Ethyl Pyruvate Enhances ATP Levels, Reduces Oxidative Stress and Preserves Cardiac Function in a Rat Model of Off-Pump Coronary Bypass

Abstract

Off-pump coronary artery bypass grafting is associated with transient periods of myocardial ischemia during revascularization resulting in myocardial contractile dysfunction and oxidative injury.
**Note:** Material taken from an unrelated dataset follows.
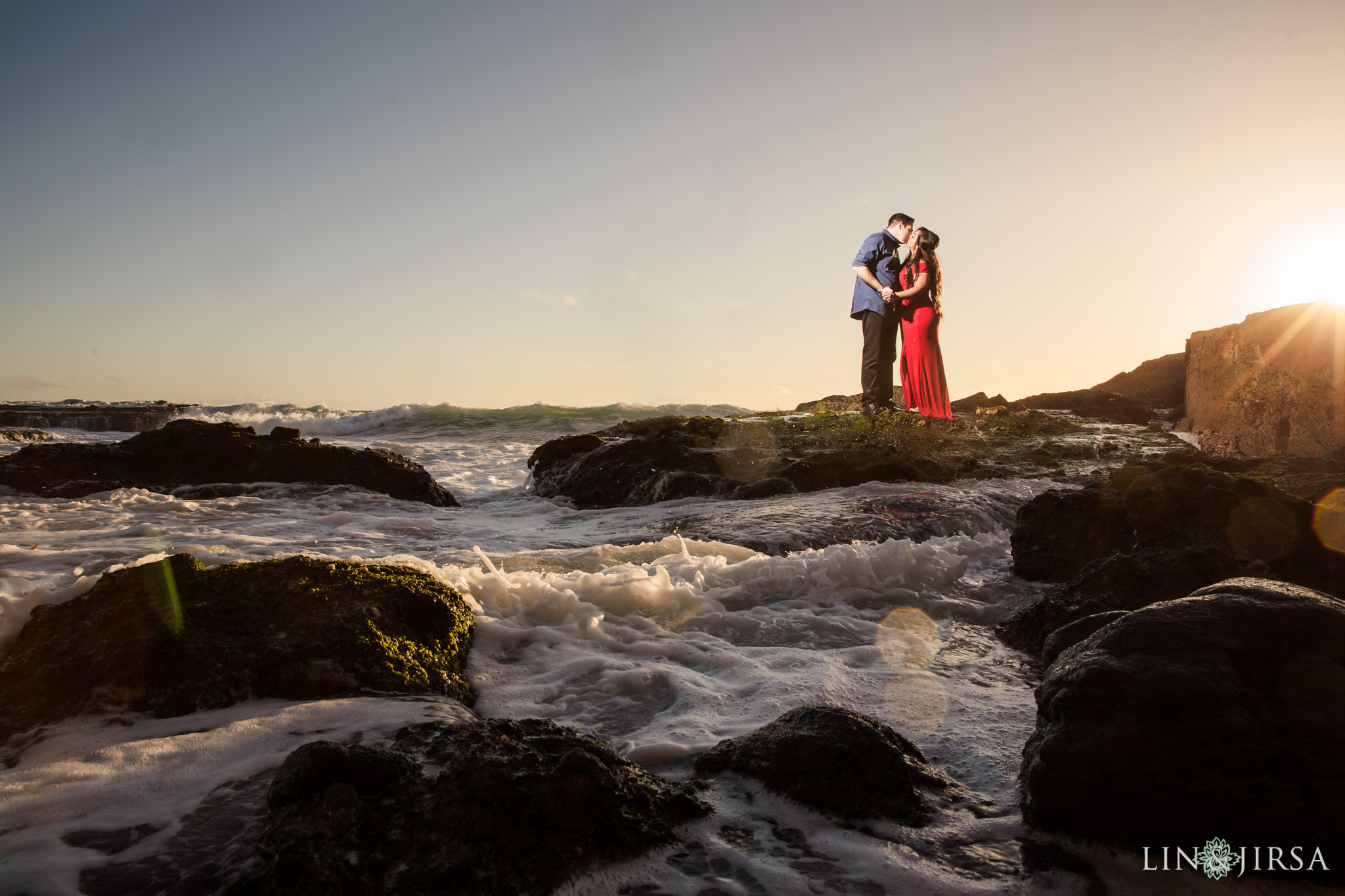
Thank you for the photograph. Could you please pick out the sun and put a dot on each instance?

The purpose of this study was to investigate the efficacy of ethyl pyruvate as a myocardial protective agent in a rat model of off-pump coronary artery bypass grafting associated with transient myocardial dysfunction without infarction. Wistar rats were subjected to transient ischemia via 10 min occlusion of the LAD coronary artery followed by 10 min of reperfusion. Animals received an IV bolus of Ringer's solution as a control (n=10) or Ringer's ethyl pyruvate (n=10) immediately before the initiation of ischemia and reperfusion. Myocardial ATP and lipid peroxidation levels were quantified for an estimation of energetics and oxidative stress, respectively. In vivo cardiac function was assessed throughout the ischemia and reperfusion periods. Ethyl pyruvate significantly increased myocardial ATP levels compared to controls (2650+/-759 nmol/g versus 892+/-276 nmol/g, p=0.04). Myocardial oxidative stress was significantly reduced in animals treated with ethyl pyruvate compared to controls (70.4+/-2.6 nmol/g versus 81.8+/-2.4 nmol/g, p=0.04). dP/dt max and cardiac output were significantly greater in the ethyl pyruvate group compared to controls during ischemia and reperfusion. Ethyl pyruvate enhances myocardial ATP levels, reduces oxidative stress, and preserves myocardial function in a model of transient ischemia/reperfusion injury not subject to myocardial infarction.